What is latency? It is an unavoidable component of any natural system. Suppose, you communicate to other organizations by writing letters and those letters take one day to write, one day to get processed by the person on the other side, but eight days in to-and-fro mail time. How many letters will you be able to send in a month (30 days)?
Ans – three, if the letters were all dependent on each other. You need to receive the answer of the first letter to write the second and then wait for another ~10 days to write the third.
What if the letters were mostly independent? In that case, you could potentially write 30 letters a month, which is 10x speedup compared to previous scenario. You write one letter today, write another independent one tomorrow and so on and then go back to the first one on 10th day after receiving its reply.

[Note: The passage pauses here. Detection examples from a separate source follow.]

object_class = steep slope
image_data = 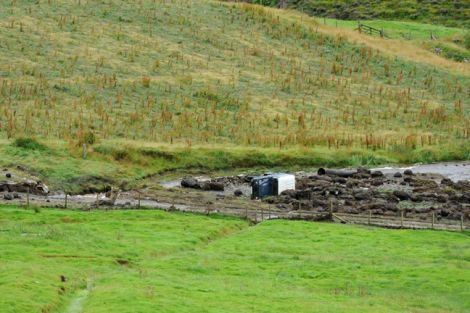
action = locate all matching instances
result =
[0,0,470,157]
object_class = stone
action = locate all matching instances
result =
[403,169,413,176]
[353,189,372,200]
[393,190,411,201]
[370,171,384,177]
[181,176,201,189]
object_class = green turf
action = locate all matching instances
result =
[4,141,470,193]
[253,0,470,28]
[0,0,470,158]
[0,206,470,313]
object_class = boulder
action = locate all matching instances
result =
[370,171,384,177]
[441,178,454,187]
[200,181,225,191]
[393,190,411,201]
[353,189,372,200]
[403,169,413,176]
[181,176,201,189]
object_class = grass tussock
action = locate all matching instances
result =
[0,0,470,159]
[0,207,470,313]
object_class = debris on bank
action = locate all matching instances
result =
[176,168,470,220]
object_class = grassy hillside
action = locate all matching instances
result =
[0,0,470,180]
[252,0,470,28]
[0,207,470,313]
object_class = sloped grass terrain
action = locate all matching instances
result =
[0,206,470,313]
[4,140,470,193]
[0,0,470,158]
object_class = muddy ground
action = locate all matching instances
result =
[0,163,470,220]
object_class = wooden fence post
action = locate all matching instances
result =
[328,198,333,219]
[82,143,87,159]
[26,186,30,208]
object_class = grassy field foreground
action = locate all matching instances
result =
[0,207,470,313]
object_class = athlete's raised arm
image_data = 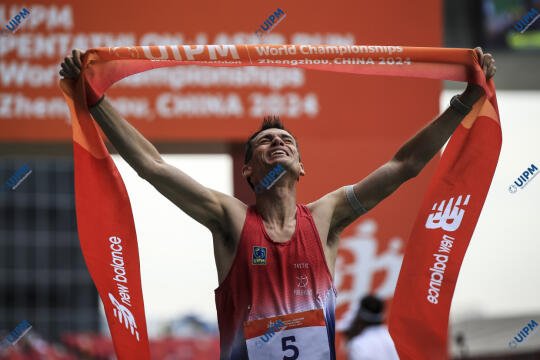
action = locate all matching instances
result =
[60,50,245,232]
[321,48,495,239]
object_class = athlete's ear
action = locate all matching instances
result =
[242,164,253,179]
[298,162,306,179]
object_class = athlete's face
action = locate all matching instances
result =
[243,129,305,184]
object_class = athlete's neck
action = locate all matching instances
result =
[255,182,296,230]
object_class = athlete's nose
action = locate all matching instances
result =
[272,135,285,146]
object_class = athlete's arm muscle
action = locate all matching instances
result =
[90,99,247,230]
[60,49,240,233]
[319,48,496,239]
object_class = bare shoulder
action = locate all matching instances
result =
[210,190,248,239]
[210,190,248,284]
[306,188,343,244]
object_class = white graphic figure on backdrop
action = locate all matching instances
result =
[335,219,403,331]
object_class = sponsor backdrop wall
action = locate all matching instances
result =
[0,0,442,358]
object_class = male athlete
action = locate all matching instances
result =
[60,48,495,360]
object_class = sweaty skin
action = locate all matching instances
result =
[60,48,496,284]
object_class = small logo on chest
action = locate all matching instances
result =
[252,246,266,265]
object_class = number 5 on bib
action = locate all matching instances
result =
[244,309,330,360]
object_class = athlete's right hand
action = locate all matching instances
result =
[60,49,83,79]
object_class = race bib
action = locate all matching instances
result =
[244,309,330,360]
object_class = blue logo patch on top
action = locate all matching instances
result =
[252,246,266,265]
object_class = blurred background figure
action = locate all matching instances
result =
[345,295,399,360]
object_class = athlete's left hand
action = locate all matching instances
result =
[474,47,497,80]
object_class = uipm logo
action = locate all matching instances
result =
[508,164,538,194]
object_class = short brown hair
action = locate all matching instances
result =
[244,115,298,164]
[244,115,298,189]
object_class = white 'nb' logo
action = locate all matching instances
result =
[109,293,139,341]
[426,195,471,231]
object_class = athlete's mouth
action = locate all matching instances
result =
[270,149,288,159]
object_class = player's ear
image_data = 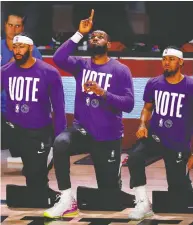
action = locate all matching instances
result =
[107,41,111,49]
[29,45,34,52]
[179,59,184,66]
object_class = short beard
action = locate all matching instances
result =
[14,50,30,66]
[88,44,108,56]
[163,68,179,77]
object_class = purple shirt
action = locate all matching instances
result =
[1,59,66,135]
[143,75,193,151]
[53,40,134,141]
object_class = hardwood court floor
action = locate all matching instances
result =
[1,151,193,225]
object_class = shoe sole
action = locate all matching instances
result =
[44,210,79,219]
[129,211,154,220]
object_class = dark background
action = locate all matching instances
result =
[1,1,193,48]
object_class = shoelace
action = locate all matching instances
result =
[55,194,61,201]
[134,200,144,209]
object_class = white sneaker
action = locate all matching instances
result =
[129,200,154,220]
[44,196,78,218]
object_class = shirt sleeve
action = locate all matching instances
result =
[143,79,155,103]
[106,67,134,113]
[32,46,42,60]
[53,39,81,76]
[48,71,67,136]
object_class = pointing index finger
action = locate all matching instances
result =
[89,9,94,20]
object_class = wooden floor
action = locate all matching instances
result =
[1,151,193,225]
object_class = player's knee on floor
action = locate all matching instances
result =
[53,132,70,152]
[127,153,144,168]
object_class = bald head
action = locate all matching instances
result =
[91,30,110,42]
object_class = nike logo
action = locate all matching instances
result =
[108,159,116,162]
[38,151,45,154]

The above kind of delay is common to any system, be it writing letters or sending data from microprocessor to storage. However, one difficulty of accelerating ‘standard’ software programs is that their programmers never incorporate ‘latency’ in their designs. For software programmers, latency manifests into cache miss, but that component is not incorporated in the design. Often the solution appears to be buying a ‘faster’ microprocessor, i.e. one with more cache or make other efforts to fit data into cache.
For hardware designers, the solution is to untangle the ‘for’ and ‘while’ loops within critical block. That is quite a bit of work given how those programs are written.